Levytska worked across easel painting, monumental-decorative art, graphics, and icon painting. In various Ukrainian cities, she decorated cultural institutions and public spaces using techniques such as sgraffito, mosaics, and colored and textured plaster. She is the author of the egg-tempera mural Ivan Fedorov (1963) at the Lviv Printing College, which can still be seen on the third floor of the institution.
Following the methods of Pablo Picasso and Georges Braque, she created a series of painterly and graphic compositions, including Hutsul Still Life, Russian Still Life, Electrical Appliances, Still Life, Blues, and Still Life with Guitar.

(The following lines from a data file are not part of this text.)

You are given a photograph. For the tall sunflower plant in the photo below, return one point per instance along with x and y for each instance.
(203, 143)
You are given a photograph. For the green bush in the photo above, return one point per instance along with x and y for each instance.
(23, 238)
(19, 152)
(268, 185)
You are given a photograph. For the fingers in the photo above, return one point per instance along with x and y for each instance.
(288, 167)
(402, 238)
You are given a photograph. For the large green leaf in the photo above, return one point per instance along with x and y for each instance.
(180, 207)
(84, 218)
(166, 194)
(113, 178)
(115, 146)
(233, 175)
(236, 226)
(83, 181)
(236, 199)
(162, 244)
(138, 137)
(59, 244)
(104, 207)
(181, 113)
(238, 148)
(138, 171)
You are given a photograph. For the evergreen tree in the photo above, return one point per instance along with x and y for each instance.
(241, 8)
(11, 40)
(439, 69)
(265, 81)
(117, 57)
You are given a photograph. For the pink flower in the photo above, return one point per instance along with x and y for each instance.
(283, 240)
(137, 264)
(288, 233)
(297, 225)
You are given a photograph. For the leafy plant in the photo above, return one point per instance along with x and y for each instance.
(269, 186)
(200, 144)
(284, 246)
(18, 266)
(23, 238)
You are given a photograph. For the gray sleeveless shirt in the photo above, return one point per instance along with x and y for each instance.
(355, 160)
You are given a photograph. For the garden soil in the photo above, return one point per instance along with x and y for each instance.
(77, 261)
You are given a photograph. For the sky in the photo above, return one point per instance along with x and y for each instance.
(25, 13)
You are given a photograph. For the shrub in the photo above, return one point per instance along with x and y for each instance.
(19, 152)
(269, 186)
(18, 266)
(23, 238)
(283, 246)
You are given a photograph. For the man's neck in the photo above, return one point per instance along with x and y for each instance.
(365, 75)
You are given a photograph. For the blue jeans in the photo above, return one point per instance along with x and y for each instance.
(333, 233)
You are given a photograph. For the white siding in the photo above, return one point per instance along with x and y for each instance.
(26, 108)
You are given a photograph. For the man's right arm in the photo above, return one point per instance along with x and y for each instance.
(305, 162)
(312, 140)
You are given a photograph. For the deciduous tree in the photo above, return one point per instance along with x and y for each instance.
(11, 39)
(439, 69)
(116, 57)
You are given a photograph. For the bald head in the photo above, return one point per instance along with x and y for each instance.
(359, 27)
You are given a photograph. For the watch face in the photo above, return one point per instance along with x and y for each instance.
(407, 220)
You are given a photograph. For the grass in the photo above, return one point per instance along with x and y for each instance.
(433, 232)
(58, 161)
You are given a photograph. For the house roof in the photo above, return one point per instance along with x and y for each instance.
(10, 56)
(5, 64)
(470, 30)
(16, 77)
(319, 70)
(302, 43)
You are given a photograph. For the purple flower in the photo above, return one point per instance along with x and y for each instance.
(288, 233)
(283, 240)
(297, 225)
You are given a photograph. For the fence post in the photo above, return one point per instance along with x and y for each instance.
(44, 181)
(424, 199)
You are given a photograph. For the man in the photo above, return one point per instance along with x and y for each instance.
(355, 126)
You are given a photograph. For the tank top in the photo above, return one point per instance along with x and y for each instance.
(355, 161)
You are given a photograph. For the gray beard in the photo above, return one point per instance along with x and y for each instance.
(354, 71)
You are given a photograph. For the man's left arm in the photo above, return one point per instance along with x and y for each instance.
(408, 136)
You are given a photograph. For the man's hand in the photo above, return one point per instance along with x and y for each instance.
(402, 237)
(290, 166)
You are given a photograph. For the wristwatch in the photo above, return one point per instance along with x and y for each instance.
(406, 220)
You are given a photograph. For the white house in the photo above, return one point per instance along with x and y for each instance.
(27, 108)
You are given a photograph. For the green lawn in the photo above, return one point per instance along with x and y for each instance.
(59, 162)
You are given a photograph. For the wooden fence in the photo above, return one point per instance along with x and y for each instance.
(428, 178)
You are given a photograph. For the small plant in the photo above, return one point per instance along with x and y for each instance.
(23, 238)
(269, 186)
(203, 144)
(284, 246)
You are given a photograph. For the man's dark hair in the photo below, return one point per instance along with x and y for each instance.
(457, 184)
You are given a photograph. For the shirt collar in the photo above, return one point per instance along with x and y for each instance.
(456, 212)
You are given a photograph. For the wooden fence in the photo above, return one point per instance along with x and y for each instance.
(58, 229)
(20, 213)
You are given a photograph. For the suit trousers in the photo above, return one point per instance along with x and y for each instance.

In 1965, Levytska was expelled from the circle of candidates for the Union of Artists of Ukraine (she had been a candidate since 1962) for formalism (officially, because of a late application for membership).
Throughout her career, Levytska’s works combined realistic forms and narrative imagery with metaphorical and grotesque perspectives: Harmony, To Err Is Human…, Everyone can dance, but not like a buffoon..., and Proverbs. Her graphic portraits and figurative compositions from the early 1970s were soaked with themes of social alienation. In the late 1970s, she developed a highly technical style characterized by a balance between genre graphics and metaphysical imagery. From this period emerged works with biblical themes, which interwoven with post-industrial rebellion, including the series Human Life, The Commandments, Seasons, and compositions such as The Last Supper and Sheepishness.
In 1985–1990, influenced by the work of Oleksandr Aksinin, Levytska adopted his hermetic artistic language and created the graphic series Aksiniana based on the Chinese Book of Changes and the Eastern calendar.
Levytska also created numerous Baroque-style icons for the restored iconostases of St. Michael’s Golden-Domed Monastery and the Assumption Cathedral of the Kyiv Pechersk Lavra.
Throughout her career, she continuously experimented with new techniques and materials, working in graphics, mosaics, painting, and iconography. Despite the diversity of her work, Levytska’s style remained recognizable, marked by complex compositions and meticulous attention to detail.
Her constant search for innovation enriched her own art and influenced the Lviv art scene. Inspired by lithography in 1968, she encouraged her fellow artists to explore the medium. After seeing a Lviv graphic artists’ lithography exhibition that included her work, her teacher Leopold Levytskyi also became captivated by lithography.
Levytska’s solo exhibition was held posthumously in 1996 at the Leopold Levytskyi Memorial Art Museum. Her works are preserved in the collections of the Ukrainian National Museum in Kyiv, the Lviv Art Gallery, the Andrey Sheptytskyi National Museum in Lviv, the Lviv Museum of the History of Religion, and in private collections abroad.